Federico Ferrero
Before administering a test, we often ask: Does it work equally well across different groups, or is it biased? For example, some items might favor students based on gender, ethnicity, or language background. This tutorial extends a basic Classical Test Theory (CTT) item analysis by introducing Differential Item Functioning (DIF) analysis using the Mantel–Haenszel (MH) method. The goal is to detect items that function differently across groups after conditioning on total test score. Item 5 will be artificially manipulated to demonstrate DIF. We are moving from classical item analysis to DIF detection because some items might favor one group over another even if overall ability is the same. MH DIF is a widely used method to detect this bias.
Clearing the workspace prevents interference from existing objects. The psych package is commonly used for CTT analyses, and difR is a package specialized in DIF analysis.
# Clean workspace
rm(list = ls())
# Load required libraries
library(psych)
library(difR)
# Reproducibility
set.seed(123) # ensures the same random numbers are generated each time, so results are reproducible.
Two hundred examinees and fifteen items approximate a typical pilot or short operational test. Each item has four options beins A the correct one. The latent ability variable (theta) is used only to generate realistic response behavior; in CTT, ability is not directly observed.
n_persons <- 200 # Number of test takers
n_items <- 15 # Number of test items
options <- c("A", "B", "C", "D")
correct_key <- rep("A", n_items)
# Simulated latent ability (not observed in practice)
theta <- rnorm(n_persons, mean = 0, sd = 1)
This function simulates responses to a multiple-choice item using a simple IRT-like logistic model: a (discrimination) and b (difficulty) determine the probability of answering correctly. If incorrect, a distractor is chosen with specified probabilities. This creates realistic variation in responses.
simulate_item <- function(theta, a_range = c(1.0, 1.5), b_range = c(-1, 1)) {
sapply(theta, function(t) {
a <- runif(1, a_range[1], a_range[2])
b <- runif(1, b_range[1], b_range[2])
p <- 1 / (1 + exp(-a*(t-b)))
correct <- rbinom(1,1,prob=p)
if(correct == 1){
"A"
} else {
distractors <- options[options != "A"]
probs <- c(0.5,0.3,0.2)
sample(distractors,1,prob=probs)
}
})
}
We create two groups (reference and focal) to simulate a situation where DIF might occur. Random assignment ensures roughly equal group sizes, allowing comparison across groups.

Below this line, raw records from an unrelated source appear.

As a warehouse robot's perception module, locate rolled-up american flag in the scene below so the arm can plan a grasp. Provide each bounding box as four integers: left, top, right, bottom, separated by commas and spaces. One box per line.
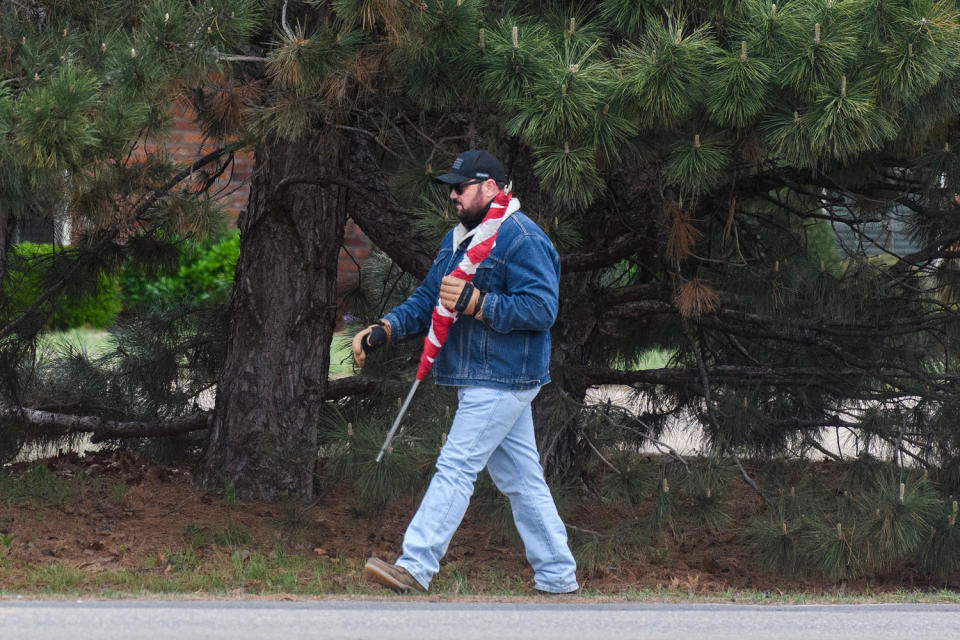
377, 189, 520, 462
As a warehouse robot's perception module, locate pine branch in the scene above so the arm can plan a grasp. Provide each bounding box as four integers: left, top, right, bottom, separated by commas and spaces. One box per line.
0, 407, 213, 443
323, 376, 410, 400
560, 233, 649, 273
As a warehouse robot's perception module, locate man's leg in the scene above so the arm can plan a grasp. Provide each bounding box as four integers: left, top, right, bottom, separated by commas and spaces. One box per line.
396, 387, 532, 588
487, 397, 578, 593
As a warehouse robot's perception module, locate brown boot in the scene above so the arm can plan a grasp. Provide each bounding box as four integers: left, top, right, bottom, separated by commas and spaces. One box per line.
363, 558, 427, 593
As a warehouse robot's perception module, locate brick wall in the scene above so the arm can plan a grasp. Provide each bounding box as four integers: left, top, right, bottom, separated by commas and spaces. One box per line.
158, 103, 370, 296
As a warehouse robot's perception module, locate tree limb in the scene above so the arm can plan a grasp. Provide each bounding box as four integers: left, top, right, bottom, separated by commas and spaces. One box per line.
0, 407, 213, 442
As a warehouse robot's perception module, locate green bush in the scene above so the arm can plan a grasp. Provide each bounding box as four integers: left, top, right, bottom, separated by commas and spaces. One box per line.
120, 229, 240, 310
6, 242, 123, 330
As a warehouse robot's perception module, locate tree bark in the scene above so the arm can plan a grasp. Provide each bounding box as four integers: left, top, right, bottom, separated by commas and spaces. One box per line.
533, 273, 597, 478
199, 139, 346, 500
0, 208, 12, 284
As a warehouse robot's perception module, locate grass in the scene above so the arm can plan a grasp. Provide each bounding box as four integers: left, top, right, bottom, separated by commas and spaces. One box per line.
0, 551, 960, 605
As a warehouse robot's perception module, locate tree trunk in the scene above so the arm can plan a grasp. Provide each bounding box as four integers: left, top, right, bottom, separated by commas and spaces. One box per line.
200, 139, 346, 500
0, 208, 13, 284
533, 273, 596, 478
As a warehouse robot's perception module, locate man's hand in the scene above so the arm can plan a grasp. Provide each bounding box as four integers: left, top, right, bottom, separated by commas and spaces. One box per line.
440, 276, 484, 316
351, 321, 390, 367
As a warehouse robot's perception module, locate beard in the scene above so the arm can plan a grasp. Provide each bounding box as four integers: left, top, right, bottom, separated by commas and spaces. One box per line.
457, 200, 493, 231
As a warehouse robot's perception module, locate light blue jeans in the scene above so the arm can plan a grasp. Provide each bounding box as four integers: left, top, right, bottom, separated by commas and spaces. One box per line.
397, 387, 578, 593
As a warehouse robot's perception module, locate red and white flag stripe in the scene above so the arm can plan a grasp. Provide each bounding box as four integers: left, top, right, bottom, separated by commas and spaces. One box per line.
417, 191, 520, 380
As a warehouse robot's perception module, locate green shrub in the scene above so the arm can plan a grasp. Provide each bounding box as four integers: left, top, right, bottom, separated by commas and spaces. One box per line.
120, 229, 240, 310
5, 242, 123, 330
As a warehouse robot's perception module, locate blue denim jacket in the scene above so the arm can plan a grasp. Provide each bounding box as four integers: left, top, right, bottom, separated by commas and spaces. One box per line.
384, 211, 560, 390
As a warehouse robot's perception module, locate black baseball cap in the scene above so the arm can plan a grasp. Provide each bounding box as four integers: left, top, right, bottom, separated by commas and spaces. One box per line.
434, 149, 507, 184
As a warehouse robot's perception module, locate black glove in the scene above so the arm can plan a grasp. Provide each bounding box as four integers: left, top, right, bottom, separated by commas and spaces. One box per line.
361, 324, 390, 353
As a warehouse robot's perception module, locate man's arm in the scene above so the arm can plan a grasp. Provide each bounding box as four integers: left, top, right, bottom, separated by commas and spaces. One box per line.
479, 235, 560, 333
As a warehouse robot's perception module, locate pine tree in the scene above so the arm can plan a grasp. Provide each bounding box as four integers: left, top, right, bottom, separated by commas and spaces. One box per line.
0, 0, 960, 504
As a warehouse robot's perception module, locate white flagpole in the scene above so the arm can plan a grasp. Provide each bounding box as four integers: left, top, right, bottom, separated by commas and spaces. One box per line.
377, 379, 420, 462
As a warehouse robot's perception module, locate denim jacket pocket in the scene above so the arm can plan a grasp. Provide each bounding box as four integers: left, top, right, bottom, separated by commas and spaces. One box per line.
473, 257, 506, 293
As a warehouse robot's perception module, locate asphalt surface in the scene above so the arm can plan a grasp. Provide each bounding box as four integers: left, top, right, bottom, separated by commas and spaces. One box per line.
0, 600, 960, 640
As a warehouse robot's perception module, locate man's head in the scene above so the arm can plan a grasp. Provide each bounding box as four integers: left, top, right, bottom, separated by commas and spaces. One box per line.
436, 149, 507, 229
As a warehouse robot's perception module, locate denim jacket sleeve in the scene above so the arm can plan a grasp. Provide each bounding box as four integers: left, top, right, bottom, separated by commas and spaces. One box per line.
383, 239, 450, 340
482, 233, 560, 333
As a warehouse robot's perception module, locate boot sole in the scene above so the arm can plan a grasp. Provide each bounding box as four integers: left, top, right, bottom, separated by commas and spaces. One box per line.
363, 558, 423, 593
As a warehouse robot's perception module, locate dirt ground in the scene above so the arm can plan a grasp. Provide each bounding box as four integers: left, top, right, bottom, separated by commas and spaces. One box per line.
0, 453, 960, 596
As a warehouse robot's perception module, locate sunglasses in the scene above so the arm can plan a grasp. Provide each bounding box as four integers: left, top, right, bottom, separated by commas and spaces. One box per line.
450, 180, 486, 196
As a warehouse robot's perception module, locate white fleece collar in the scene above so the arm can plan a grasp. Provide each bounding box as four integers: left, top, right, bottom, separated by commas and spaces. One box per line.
453, 197, 520, 251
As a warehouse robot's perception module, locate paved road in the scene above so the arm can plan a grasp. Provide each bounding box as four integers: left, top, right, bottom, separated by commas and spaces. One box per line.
0, 600, 960, 640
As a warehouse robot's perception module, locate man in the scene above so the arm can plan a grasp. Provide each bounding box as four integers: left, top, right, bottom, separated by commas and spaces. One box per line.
353, 150, 578, 593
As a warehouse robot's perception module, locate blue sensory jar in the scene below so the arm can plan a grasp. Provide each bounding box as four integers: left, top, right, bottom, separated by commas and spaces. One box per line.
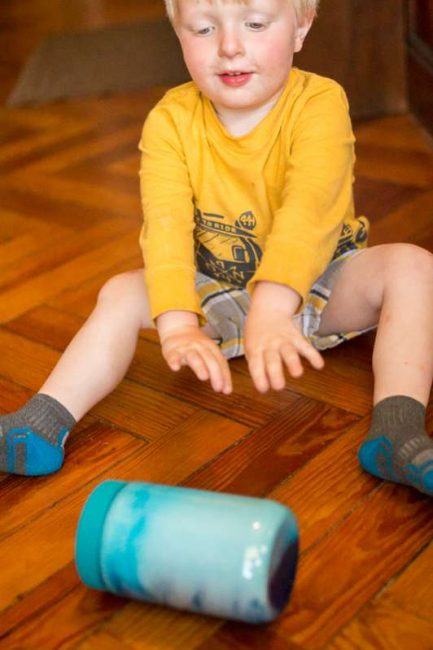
76, 481, 298, 623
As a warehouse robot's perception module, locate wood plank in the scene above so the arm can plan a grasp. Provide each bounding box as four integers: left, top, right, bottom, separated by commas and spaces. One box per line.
278, 484, 433, 650
0, 233, 138, 323
325, 599, 433, 650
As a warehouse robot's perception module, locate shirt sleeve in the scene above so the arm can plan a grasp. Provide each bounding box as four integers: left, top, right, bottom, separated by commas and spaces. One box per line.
139, 107, 201, 318
248, 82, 355, 301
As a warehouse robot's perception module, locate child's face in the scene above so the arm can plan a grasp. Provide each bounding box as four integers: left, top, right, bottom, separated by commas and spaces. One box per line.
175, 0, 311, 114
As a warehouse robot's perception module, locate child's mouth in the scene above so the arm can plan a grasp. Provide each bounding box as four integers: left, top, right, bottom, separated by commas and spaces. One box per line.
218, 72, 253, 88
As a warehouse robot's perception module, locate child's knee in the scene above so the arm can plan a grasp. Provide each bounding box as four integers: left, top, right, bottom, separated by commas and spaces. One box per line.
385, 243, 433, 282
97, 271, 152, 328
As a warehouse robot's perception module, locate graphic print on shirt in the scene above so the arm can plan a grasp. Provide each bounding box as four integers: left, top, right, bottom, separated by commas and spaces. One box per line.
194, 208, 263, 287
332, 217, 368, 260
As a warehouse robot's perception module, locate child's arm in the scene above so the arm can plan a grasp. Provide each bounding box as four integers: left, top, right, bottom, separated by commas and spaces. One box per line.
156, 310, 232, 395
245, 282, 324, 393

In real-world DIF analysis, the grouping variable is usually a meaningful demographic or categorical characteristic that we suspect might cause bias. Common examples include:
Gender (male vs. female)
Ethnicity (e.g., White vs. non-White, or specific ethnic groups)
Language background (English learners vs. native speakers)
Socioeconomic status (high vs. low SES)
Disability status (with vs. without accommodations)
The reference group is typically the group assumed not to be disadvantaged (often the majority or historically favored group), and the focal group is the one potentially disadvantaged.
In short, in real data we don’t randomly assign groups: we must use existing group membership that may interact with test items.
# Binary group variable (0 = reference, 1 = focal)
group <- rbinom(n_persons, 1, 0.5)
table(group)
## group
## 0 1
## 99 101
We generate most items normally but manipulate Item 5 so the focal group has a very low probability of answering correctly, creating DIF. This illustrates how MH can detect biased items.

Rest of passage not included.